New Technologies Invigorate the Textiles Industry

Textiles: New Technologies and Business Models Reinvigorate an Ancient Industry

The interest in keeping traditional methods and materials alive, combined with a changing market that values unique, individual, and hand-made textiles has lead to a resurgence in the market for indigenous, traditional, culture-specific textiles; internet-based cooperatives and e-commerce platforms such as ClothRoads brings these unique handmade textiles into the global marketplace.

With a focus on self-sufficiency for artisan families and communities, and safe practices and sustainability for methods and materials that have been toxic in the past, these new cooperatives are using NGO development programs to revitalize a dying industry.

Open-source and desktop design software combine with new printing technologies and crowdsourcing in Spoonflower’s successful model. Custom print-on-demand technology on silks and cotton fabrics, no minimum orders and small  batch runs, and eco-friendly inks combine with a unique crowdsourcing platform: designers can upload their fabric designs for sale on the site.
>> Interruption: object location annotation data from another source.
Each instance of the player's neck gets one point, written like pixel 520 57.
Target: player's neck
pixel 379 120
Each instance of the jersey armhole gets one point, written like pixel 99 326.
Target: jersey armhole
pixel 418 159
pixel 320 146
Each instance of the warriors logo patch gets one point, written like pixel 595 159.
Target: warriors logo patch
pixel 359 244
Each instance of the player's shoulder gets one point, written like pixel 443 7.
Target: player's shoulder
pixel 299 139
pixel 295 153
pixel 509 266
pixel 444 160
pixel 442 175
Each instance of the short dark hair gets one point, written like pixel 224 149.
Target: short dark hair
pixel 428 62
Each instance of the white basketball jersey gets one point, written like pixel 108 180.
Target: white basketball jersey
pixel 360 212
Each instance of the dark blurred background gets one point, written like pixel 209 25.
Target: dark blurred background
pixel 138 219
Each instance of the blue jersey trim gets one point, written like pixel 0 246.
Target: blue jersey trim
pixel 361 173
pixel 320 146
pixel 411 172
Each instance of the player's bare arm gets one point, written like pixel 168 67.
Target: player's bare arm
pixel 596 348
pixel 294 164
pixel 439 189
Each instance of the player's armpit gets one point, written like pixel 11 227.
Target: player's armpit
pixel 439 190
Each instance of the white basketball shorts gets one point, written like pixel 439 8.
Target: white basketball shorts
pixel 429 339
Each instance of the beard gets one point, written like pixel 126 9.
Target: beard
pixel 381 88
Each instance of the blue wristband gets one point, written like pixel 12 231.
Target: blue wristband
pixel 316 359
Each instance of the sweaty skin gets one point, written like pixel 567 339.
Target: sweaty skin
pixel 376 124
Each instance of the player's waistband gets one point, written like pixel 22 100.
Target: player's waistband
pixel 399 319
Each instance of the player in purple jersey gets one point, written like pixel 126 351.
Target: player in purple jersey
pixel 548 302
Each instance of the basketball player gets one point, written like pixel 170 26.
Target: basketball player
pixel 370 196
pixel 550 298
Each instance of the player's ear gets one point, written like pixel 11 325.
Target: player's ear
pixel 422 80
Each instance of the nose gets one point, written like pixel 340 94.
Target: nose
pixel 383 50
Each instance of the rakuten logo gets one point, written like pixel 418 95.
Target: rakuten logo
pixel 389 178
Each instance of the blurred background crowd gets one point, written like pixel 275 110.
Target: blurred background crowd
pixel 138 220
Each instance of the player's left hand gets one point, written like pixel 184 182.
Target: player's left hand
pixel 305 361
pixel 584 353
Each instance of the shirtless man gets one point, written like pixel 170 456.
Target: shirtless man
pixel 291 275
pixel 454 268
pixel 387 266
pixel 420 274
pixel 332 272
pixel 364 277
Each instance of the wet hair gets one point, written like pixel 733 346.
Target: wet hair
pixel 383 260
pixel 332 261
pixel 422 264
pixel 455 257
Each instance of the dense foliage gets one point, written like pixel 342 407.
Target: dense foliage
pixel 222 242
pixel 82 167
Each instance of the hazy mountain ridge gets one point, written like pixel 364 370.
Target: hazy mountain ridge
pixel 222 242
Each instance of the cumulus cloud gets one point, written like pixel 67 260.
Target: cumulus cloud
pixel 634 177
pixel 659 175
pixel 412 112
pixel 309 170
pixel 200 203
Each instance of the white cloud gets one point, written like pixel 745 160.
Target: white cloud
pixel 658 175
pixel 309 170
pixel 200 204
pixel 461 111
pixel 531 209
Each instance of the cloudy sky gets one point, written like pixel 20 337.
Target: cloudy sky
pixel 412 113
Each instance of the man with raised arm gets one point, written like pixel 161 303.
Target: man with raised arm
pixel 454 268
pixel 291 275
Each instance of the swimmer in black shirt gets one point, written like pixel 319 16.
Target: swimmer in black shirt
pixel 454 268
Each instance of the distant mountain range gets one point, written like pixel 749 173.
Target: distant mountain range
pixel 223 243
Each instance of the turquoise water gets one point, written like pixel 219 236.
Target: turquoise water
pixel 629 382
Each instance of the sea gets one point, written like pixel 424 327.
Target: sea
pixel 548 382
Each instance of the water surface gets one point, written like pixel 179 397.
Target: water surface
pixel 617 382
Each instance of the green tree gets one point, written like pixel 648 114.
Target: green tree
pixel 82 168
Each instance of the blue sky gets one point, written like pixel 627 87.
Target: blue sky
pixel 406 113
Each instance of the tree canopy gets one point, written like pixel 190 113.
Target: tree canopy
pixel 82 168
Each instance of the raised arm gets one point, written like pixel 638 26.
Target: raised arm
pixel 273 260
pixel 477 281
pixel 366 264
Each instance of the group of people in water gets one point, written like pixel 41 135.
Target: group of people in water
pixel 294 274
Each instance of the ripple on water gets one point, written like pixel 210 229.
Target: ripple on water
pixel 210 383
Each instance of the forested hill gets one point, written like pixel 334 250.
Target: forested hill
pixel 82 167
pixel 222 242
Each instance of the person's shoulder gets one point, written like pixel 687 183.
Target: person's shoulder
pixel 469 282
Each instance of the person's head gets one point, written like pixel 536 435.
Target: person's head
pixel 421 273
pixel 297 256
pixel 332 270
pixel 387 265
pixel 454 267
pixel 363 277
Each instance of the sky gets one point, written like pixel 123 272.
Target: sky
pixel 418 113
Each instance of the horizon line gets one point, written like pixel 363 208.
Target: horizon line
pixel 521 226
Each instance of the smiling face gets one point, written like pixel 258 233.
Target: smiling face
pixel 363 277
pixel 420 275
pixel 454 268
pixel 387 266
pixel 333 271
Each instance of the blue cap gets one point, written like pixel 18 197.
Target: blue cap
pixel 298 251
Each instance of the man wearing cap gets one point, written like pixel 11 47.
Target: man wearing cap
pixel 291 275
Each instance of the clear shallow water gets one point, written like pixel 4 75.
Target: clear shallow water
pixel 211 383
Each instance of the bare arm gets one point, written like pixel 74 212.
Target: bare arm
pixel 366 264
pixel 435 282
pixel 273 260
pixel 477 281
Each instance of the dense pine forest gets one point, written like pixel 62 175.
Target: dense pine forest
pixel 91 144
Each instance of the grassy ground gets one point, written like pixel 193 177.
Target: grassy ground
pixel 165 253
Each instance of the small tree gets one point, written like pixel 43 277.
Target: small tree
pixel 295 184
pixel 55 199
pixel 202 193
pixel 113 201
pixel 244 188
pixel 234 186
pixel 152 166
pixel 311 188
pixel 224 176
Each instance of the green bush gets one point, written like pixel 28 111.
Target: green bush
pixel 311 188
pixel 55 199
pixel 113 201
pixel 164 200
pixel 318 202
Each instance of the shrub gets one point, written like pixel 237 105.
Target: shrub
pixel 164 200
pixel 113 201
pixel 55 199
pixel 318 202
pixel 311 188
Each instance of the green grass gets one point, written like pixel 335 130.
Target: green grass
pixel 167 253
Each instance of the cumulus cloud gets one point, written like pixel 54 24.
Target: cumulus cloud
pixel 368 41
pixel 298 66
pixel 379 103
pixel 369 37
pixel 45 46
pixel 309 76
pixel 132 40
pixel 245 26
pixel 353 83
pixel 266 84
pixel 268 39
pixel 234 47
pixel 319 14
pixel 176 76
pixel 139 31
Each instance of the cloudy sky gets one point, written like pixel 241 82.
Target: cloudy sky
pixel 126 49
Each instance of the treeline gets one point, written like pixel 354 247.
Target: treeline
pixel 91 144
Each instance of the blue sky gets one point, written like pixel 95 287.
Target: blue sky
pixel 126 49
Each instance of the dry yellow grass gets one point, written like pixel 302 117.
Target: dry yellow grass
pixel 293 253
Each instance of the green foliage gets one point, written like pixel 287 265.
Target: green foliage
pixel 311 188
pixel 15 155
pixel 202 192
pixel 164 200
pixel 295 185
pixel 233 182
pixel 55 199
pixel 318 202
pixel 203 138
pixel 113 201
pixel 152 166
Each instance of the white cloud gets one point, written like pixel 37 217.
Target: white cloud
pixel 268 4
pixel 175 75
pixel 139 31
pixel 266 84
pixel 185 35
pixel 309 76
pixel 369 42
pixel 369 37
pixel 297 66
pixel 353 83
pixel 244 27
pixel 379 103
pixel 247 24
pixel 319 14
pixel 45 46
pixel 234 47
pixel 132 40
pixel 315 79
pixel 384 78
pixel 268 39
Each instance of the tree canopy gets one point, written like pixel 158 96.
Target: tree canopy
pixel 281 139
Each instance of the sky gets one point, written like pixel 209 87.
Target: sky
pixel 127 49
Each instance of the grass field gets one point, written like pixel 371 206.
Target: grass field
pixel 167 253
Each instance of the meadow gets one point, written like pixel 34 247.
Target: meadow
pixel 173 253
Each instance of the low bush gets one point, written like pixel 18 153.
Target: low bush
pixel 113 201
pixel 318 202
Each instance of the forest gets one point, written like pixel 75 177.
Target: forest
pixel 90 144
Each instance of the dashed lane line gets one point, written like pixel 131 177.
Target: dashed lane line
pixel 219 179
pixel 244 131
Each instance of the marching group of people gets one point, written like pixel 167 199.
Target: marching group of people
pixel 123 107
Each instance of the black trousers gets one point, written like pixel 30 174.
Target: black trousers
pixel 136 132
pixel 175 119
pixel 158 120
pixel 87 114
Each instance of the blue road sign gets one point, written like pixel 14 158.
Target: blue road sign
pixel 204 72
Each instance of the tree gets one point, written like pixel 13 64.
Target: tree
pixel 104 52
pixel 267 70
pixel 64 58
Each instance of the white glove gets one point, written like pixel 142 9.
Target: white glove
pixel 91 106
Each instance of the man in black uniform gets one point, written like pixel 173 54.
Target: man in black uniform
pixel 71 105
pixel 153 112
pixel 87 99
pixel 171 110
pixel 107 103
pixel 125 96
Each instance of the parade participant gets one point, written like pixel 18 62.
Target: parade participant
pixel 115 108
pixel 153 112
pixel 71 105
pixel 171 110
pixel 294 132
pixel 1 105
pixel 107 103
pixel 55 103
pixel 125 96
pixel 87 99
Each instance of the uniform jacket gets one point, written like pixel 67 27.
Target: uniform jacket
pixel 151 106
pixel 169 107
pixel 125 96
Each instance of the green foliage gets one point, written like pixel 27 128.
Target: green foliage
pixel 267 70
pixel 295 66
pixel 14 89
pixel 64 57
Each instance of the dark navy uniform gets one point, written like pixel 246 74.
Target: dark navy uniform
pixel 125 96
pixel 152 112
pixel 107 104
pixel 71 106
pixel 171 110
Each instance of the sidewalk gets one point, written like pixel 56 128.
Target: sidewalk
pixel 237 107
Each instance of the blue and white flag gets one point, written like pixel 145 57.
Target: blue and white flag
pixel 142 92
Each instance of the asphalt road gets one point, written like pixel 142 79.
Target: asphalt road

With a focus on sustainability and low environmental impact, Papilio Prints is a printer specializing in large-format textile printing with local American-made fabrics, organic fibers, and certified low environmental impact inks. Designers and small manufacturers can upload their designs using desktop tools, and small runs are a specialty. A member of Maker’s Row and an Etsy Manufacturing partner, Papilio is opening a manufacturing avenue for the small, independent, American-based maker and textile designer.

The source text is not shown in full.